Trading in EML Payments shares was suspended in Sydney on Tuesday pending further details of an investigation by the Central Bank of Ireland into Prepaid Financial Services (PFS) by the Central Bank of Ireland .

The Central Bank of Ireland informed EML of « significant regulatory concerns » on May 14th, the Australian company announced in a notice to the market earlier this week.

EML is listed on the Australian Stock Exchange (ASX) listed and subject to the Corporations Act, the ASX Listing Rules and related laws.

In a statement yesterday, EML said that trading in its shares is currently ceased, “in accordance with our ongoing disclosure requirements under the Corporations Act and the ASX Listing Rules. Unfortunately, we are currently unable to comment beyond the content of the ASX announcement we published [Monday]. « 

 » If we are able to provide more information, we will do so through the ASX announcement platform and the Information will be publicly available at this time, « added an EML spokesman.

The suspension of trading will remain in effect until EML issues another statement on the matter or the start of trading on May 19th.

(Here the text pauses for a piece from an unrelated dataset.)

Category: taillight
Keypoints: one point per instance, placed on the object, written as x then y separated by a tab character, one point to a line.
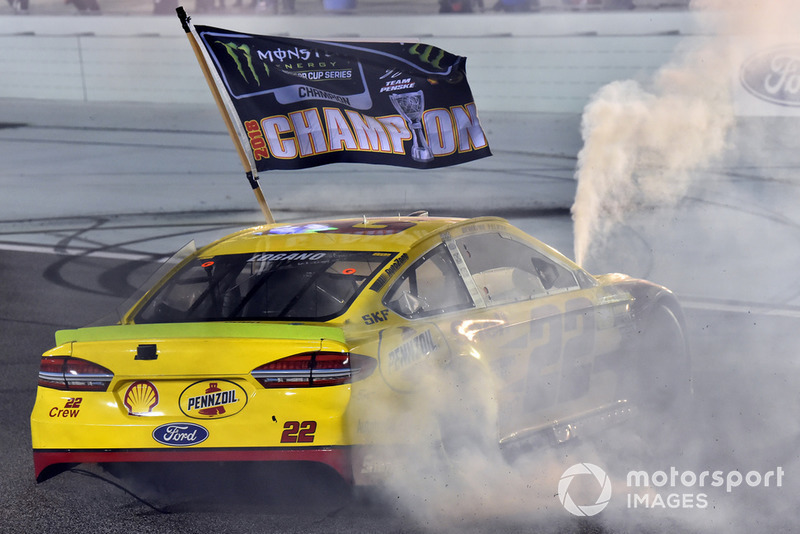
63	372
314	369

EML bought the PFS from Noel and Valerie Moran last year for € 171 million, a decrease from a higher offer before Covid, but with a further earn-out of € 60 million under the terms of sale is possible.

The Irish company was founded in 2008 and offers customers in more than two dozen countries online payment and banking-as-a-service software.

Before the trading stop on Monday, PFS was already as one of several en companies that have been investigated by the UK payment systems regulator with regard to possible anti-competitive behavior in the local market.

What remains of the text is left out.